Bahamian Conch Chowder is a rich, flavorful soup originating from the Bahamas and reflecting the region's culinary heritage. It features conch—a sea mollusk—as its primary ingredient, combined with vegetables, spices, and tomato-based broth. High in protein, low in fat, and packed with nutrients like vitamin B12, selenium, and potassium, conch provides substantial nutritional benefits. This comforting dish is celebrated for its hearty flavors and is a staple in Caribbean cuisine, offering an authentic taste of the tropics.
Conch meat should be kept refrigerated below 40°F (4°C) and used within 1-2 days. Cooked chowder can be stored in an airtight container in the fridge for up to 3 days or frozen for 2-3 months.
Yes, Bahamian Conch Chowder is a good source of protein due to the conch meat, which contains approximately 15-20 grams of protein per 3-ounce serving. The overall protein content of the chowder will depend on the recipe, but it is generally considered a protein-rich dish.

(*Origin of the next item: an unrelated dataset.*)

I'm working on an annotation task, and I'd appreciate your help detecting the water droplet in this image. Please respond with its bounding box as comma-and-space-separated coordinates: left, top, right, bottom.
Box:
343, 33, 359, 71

Bahamian Conch Chowder may not be ideal for a strict keto or low-carb diet, as traditional recipes often include ingredients like potatoes, carrots, or a starchy thickening agent. However, you can make a keto-friendly version by omitting these higher-carb ingredients and focusing on the conch, broth, and low-carb vegetables such as celery and bell peppers.
Bahamian Conch Chowder provides several health benefits due to its high protein content, omega-3 fatty acids, and essential nutrients like vitamin B12, potassium, and selenium from the conch meat. However, some recipes can be high in sodium due to added salt or seasoning, so individuals monitoring their sodium intake should proceed with caution.
A typical serving of Bahamian Conch Chowder is about 1 to 1.5 cups, which provides roughly 250 to 400 calories depending on the recipe. It is a hearty dish, so pairing it with a fresh salad or light side can help ensure a balanced meal.
Bahamian Conch Chowder differs from clam chowder in both flavor and ingredients. Conch chowder has a spicier, tomato-based broth, while clam chowder is cream-based or clear and milder in taste. Additionally, conch meat is slightly firmer and has a distinct seafood flavor compared to clams.
Our nutrition data comes from trusted, authoritative sources to ensure accuracy and reliability. Below are specific scientific references and authoritative sources for this food item.
Additional Authoritative Sources:
Daily value percentages based on FDA guidelines. Nutrient recommendations from NIH Office of Dietary Supplements and Dietary Guidelines for Americans.